A path traversal vulnerability exists in the Projects Service download endpoint shared by Altium Enterprise Server and Altium 365. An authenticated user can supply a crafted path parameter that bypasses validation, allowing arbitrary files (including entire directories returned as archives) to be read from the server filesystem. Because the readable files include service configuration and credential material, exploitation can be used to gather information enabling further compromise. The issue can be combined with CVE-2026-11424 to reach the cloud-side endpoint. On multi-tenant Altium 365 deployments, the readable configuration could have exposed credentials shared across services. Altium Enterprise Server is fixed in 8.1.1; the issue has been remediated in Altium 365 at the service level.

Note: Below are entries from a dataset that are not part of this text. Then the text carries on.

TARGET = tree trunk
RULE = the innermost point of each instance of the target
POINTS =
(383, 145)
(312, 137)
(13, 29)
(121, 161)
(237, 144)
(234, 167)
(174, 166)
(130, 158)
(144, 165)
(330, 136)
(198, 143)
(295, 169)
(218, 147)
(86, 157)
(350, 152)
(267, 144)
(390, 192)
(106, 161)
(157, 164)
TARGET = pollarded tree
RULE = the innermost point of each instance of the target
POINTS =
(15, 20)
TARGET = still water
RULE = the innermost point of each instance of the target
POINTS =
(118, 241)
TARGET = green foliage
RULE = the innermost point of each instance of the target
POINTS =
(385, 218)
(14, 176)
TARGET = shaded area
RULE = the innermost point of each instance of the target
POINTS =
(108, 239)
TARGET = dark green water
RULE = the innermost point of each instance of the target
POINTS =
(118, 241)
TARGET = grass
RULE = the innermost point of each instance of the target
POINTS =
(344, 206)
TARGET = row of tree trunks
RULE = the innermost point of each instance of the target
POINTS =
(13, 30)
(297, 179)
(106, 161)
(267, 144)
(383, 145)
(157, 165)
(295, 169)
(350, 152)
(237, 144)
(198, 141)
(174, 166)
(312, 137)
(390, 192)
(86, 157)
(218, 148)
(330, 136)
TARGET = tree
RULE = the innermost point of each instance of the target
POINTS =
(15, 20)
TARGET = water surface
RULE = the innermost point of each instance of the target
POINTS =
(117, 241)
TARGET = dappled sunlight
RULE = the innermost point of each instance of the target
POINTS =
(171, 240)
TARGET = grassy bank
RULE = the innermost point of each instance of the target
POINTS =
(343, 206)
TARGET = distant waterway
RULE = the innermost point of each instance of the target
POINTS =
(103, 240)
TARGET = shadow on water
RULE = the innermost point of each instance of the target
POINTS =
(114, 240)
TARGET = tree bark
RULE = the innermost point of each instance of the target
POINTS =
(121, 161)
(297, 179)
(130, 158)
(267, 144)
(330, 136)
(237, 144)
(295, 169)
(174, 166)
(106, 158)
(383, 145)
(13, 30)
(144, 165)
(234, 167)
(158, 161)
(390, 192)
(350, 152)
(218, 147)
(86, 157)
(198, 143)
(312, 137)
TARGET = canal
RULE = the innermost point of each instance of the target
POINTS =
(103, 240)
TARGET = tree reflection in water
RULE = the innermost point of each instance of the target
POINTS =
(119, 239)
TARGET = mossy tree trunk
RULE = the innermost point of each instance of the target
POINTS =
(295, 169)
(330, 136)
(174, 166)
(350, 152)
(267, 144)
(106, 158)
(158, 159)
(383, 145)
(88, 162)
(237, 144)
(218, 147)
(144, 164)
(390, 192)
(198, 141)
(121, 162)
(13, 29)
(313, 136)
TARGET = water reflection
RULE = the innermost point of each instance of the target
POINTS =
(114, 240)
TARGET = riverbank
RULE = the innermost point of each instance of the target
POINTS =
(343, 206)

A path traversal vulnerability exists in the Git Service component shared by Altium Enterprise Server and Altium 365. The service accepts a sequence of post-clone file-manipulation operations that use user-supplied paths without validation, allowing an authenticated user with basic git access to move arbitrary files outside the intended repository area. This file-move primitive can be used to place attacker-controlled script content into directories where it is later executed by the service, resulting in remote code execution under the Git Service account. On multi-tenant Altium 365 deployments, this could have allowed access to data belonging to other tenants on the same infrastructure node. Altium Enterprise Server is fixed in 8.1.1; the issue has been remediated in Altium 365 at the service level.